ERIC Number: ED348785
Record Type: RIE
Publication Date: 1992-May
"Do You Hear What I Hear?": Deception Detection by the Blind.
Sahlman, James M.; Koper, Randall J.
This study compared deception detection accuracy and confidence levels for 72 blind and 71 sighted participants with only audible cues available. Participants from a community blind center and a small western university judged stimulus tapes, which consisted of deceptive and truthful audio messages. Deceptive messages were induced by implicating students in a cheating incident. Subjects rated several audible cues, including speech errors, pauses, vocal segregates, response duration, vocal certainty, vocal tension, and vocal pleasantness. Subjects also judged the veracity of the messages and indicated the confidence in their judgments. Results indicated that blind participants tended to be more accurate at detecting deceptive communication than sighted participants, findings that suggest that sensory compensation may occur in blind individuals. No intergroup differences were found for ratings of audible cues; this finding did not support the speculation that finer distinctions in hearing ability for blind participants would produce ratings for deceptive statements that were higher than ratings of sighted participants.
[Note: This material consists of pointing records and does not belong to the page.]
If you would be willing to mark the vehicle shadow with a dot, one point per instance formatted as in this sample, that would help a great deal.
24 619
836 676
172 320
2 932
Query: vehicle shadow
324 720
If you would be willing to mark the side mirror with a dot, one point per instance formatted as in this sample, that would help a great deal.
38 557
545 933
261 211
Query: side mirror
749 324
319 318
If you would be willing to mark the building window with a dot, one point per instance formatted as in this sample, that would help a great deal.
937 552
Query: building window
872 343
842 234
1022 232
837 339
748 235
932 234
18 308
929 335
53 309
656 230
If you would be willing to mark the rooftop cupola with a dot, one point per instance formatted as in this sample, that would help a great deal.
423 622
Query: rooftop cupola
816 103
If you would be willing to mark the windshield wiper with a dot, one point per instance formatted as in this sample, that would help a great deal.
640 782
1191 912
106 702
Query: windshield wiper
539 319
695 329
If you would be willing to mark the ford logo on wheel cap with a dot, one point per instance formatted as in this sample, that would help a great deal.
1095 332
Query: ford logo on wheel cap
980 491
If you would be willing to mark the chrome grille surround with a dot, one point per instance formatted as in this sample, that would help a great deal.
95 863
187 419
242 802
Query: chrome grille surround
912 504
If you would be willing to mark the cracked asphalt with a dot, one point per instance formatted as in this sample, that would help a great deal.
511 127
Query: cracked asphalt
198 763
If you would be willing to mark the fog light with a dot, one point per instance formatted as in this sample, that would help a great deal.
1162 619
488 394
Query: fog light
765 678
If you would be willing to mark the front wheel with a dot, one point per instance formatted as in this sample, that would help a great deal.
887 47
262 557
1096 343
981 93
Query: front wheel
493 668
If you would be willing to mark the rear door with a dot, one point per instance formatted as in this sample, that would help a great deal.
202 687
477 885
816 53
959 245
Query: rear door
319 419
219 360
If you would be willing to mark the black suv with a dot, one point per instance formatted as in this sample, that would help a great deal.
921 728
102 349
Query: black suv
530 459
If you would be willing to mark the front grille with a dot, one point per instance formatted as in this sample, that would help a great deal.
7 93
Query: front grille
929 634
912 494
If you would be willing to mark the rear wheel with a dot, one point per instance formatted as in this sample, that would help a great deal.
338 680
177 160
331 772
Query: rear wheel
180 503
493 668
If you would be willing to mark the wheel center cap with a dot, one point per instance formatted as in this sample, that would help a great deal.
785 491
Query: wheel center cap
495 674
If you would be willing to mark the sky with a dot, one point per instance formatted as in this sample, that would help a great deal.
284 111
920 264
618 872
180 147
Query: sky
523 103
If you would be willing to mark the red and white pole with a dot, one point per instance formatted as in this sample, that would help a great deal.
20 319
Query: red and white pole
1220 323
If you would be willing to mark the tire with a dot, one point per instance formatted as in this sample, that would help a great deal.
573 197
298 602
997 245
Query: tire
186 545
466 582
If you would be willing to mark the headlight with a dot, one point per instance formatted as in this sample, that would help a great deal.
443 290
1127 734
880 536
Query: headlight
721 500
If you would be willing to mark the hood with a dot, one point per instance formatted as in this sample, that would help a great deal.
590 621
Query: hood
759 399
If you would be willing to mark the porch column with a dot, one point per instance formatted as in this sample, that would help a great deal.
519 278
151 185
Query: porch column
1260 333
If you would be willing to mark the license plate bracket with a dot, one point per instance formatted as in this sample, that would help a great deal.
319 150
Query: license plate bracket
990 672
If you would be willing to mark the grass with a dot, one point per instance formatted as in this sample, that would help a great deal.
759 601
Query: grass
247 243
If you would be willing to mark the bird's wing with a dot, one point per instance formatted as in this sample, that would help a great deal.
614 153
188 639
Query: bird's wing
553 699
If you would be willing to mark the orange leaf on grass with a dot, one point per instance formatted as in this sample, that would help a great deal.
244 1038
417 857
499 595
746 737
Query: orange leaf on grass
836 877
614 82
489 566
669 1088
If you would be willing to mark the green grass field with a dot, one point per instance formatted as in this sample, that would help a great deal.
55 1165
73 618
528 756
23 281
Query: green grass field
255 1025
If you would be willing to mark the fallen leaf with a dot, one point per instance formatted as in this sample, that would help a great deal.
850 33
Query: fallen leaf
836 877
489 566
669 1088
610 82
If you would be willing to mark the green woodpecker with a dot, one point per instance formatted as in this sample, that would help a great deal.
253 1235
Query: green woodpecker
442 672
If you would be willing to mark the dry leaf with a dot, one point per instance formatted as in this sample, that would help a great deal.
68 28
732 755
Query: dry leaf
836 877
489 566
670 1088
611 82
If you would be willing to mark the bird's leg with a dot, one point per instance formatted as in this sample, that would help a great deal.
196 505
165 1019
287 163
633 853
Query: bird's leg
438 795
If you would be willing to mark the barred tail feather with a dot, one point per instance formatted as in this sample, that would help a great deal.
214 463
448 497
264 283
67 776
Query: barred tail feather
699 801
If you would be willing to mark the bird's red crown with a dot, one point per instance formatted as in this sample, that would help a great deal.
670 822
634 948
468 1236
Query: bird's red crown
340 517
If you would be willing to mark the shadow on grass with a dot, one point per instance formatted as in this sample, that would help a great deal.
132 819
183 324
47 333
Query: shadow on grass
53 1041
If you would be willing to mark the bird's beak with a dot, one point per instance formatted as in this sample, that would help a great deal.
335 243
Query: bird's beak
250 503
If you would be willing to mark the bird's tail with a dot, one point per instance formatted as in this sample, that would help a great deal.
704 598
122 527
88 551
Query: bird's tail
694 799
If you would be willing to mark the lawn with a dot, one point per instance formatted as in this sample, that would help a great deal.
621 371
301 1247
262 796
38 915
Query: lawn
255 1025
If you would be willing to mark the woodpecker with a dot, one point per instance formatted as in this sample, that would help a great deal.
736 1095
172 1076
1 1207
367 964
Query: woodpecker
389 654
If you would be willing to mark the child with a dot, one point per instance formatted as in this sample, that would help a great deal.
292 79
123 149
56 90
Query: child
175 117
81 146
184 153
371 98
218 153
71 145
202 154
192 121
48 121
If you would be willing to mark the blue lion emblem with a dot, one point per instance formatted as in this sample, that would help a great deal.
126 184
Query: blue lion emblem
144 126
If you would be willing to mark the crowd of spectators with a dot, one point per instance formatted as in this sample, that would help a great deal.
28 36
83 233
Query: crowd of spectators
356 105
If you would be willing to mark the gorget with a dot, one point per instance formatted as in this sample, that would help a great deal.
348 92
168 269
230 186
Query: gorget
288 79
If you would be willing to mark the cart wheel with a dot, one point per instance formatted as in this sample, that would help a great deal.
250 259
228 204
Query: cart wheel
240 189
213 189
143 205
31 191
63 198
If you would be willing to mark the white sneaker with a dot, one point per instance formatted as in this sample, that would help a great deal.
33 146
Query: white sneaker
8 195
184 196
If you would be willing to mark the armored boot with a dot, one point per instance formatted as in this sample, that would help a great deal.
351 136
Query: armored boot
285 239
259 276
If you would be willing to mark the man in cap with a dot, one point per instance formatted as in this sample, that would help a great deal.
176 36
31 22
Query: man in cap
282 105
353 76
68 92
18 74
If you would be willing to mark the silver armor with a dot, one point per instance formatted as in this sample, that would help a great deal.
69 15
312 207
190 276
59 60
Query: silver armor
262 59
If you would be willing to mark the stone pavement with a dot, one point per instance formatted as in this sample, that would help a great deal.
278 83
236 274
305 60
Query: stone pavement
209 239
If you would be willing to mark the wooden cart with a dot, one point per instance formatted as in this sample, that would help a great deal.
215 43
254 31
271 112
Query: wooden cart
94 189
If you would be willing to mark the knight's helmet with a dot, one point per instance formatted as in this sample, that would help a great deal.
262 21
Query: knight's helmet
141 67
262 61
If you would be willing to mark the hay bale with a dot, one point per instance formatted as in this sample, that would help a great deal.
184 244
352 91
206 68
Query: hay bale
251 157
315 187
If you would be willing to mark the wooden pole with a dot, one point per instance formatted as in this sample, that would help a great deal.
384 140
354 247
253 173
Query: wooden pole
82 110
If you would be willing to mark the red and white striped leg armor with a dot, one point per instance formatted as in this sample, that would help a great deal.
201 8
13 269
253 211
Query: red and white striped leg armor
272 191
Additional analysis found that males were more accurate at detecting deception than females, results that contradict those of previous studies. (Contains approximately 60 references.) (JDD)
Publication Type: Speeches/Meeting Papers; Reports - Research
Education Level: N/A
Authoring Institution: N/A
Note: Paper presented at the Annual Meeting of the International Communication Association (Miami, FL, May 21-25, 1992).